I remember when we got the white carpet installed. It smelled so new, and fresh, and it felt so soft. And then it became a part of my past.
My upstairs was my playground paradise for my imagination. Each room represented a different place, whether it be a log cabin or the central town, my farm that I tilled using a frame of a paint roller, or the passageway under the well that was blocking off a much needed water supply. I could go anywhere I wanted to, and all the rooms played a part.
I remember my brothers' room, the biggest one in the house, with its blue carpet and double window seats. I'd always try to brave it through the tunnel to the other side, but my courage always failed me until another day. So i'd hop into it and drive my imaginary car instead.
Losing that was hard.
My own room, with its bunny wallpaper that my sister put up and all these things that celebrated that I was here and existed, now has bare walls. I never knew how small it was until I approached it one day, carpet and wallpaper gone. How had I not seen how cramped I had been? I simply never needed the space until now.
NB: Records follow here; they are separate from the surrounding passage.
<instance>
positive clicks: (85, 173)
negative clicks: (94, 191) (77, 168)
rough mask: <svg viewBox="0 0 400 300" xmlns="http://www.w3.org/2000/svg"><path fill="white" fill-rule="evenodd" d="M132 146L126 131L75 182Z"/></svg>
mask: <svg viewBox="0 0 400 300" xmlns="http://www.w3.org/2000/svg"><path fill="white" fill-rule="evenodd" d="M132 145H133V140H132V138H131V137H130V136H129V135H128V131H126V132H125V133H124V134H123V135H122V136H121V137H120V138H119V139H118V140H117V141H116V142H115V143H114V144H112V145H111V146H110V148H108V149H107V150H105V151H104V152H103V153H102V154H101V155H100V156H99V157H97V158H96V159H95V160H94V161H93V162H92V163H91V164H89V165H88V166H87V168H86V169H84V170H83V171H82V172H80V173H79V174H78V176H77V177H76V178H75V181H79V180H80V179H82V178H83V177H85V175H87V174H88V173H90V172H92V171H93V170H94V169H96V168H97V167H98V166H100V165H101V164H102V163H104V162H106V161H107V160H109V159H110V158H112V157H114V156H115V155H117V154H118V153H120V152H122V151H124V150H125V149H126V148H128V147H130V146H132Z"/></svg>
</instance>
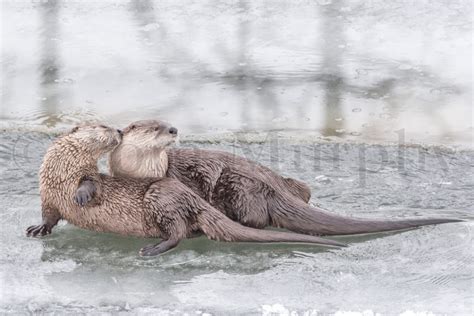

My sister's room, with its thick green carpet became my playroom. Her brass bed was a magical thing, one that required I climb up it just to get on. There were two bunnies that sat in little wicker chairs next to a wicker table. I suddenly miss them now.
Now that the renovations are done upstairs... I feel lost whenever I go up there. The magic, the feel, the happiness...it's all gone. Nothing hints at the happy childhood I had there. All I have are memories, and nothing to back them up.
That hurts.
Because I want to share these memories with the people I love. I want to be able to take them by the hand and show them my past, show them everything that made me who I am.
But all I have are memories.
In a way, maybe it's better like that. Memories can't be hurt or undone or changed. They stay constant. So maybe the childhood isn't gone. It's just living somewhere else where I can't ever lose it.